The Covid-19 pandemic has led to an acceleration in digital health innovation and healthcare providers have been quick to implement alternative solutions to in-person care to ensure patients can continue to access diagnostic and therapeutic services. This has led to increased use of remote patient monitoring (RPM), telemedicine platforms and virtual clinical trials.

Trends in digital health adoption are likely to continue after the pandemic has abated. Remote delivery of care and virtual platforms will alleviate pressures on health systems and provide novel and convenient avenues of care delivery, particularly for those living in rural areas. For instance, the UK’s National Health Service (NHS) updated its clinical guide to encourage remote contact through telephone, email and video conferencing. This has resulted in increasing demand for diabetic care devices that can share data remotely. There is significantly more data available using continuous glucose monitoring (CGM) devices, which can help patients and healthcare providers improve glycemic control and potentially increase patient self-management.
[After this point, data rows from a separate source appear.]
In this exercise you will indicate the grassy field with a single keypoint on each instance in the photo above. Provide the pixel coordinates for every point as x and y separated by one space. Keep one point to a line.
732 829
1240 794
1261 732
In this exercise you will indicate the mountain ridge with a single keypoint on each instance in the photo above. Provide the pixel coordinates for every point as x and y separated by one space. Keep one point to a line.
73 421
Tools such as RPM have been increasingly used on Covid-19 patients. In particular, RPM models using pulse oximetry and other vital sign measurements such as temperature that seek to monitor patients remotely have been implemented for suspected Covid-19 cases across numerous countries. Home pulse oximeters have long been used in primary care settings, usually monitoring chronic lung disease and heart failure. However, because of the pandemic, many people have purchased their own pulse oximeter for self-monitoring.
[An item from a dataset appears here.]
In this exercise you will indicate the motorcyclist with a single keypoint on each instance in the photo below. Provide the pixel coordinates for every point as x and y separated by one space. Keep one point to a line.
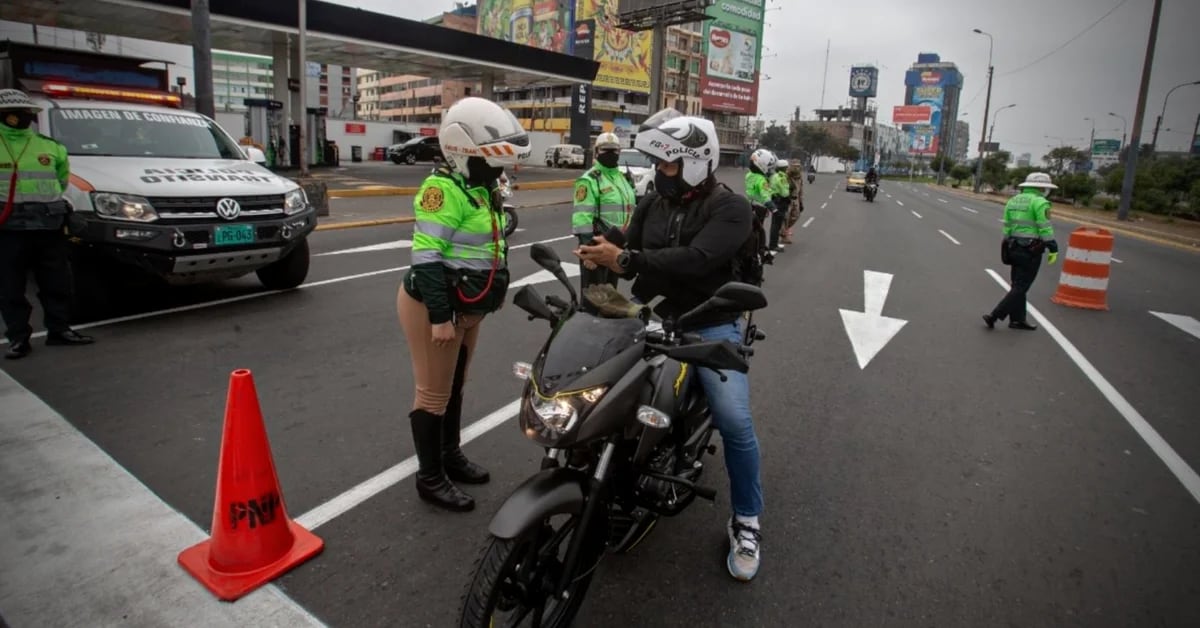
685 261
A new way to deploy pulse oximeters to monitor discharged Covid-19 patients was reported by Dr Christine Patte and colleagues in the Academic Emergency Medicine Journal (2020). Patte, from the Swedish Hospital Emergency Medicine Residency Program, described new guidelines for the appropriate home care for patients suffering from Covid-19 and public management of any close contacts. They developed a novel use for home pulse oximetry monitoring in Covid‐19 patients discharged from the emergency department and for monitoring patients staying at home. The protocols allow for safe monitoring for silent hypoxia in patients affected by Covid-19, enabling timely intervention and thus reducing hospital re-admission rates. The study protocol describes the discharge of non-severe Covid-19 patients from hospitals and subsequent recovery at home using portable pulse oximetry devices that report a patient’s oxygen saturation levels. This helps to identify if an individual needs to be hospitalised based on the pulse oximeter readings. As a result, patients can safely and comfortably recover at home, enabling healthcare facilities to manage resources and reduce overcapacity issues.

As health expenditure increases and patients become more engaged and involved, virtual health interventions will play an important role in meeting demand. This will require a significant overhaul to ensure that integrated community and home-based medical care is available to all, with a future healthcare model focused on prevention, wellbeing and early intervention.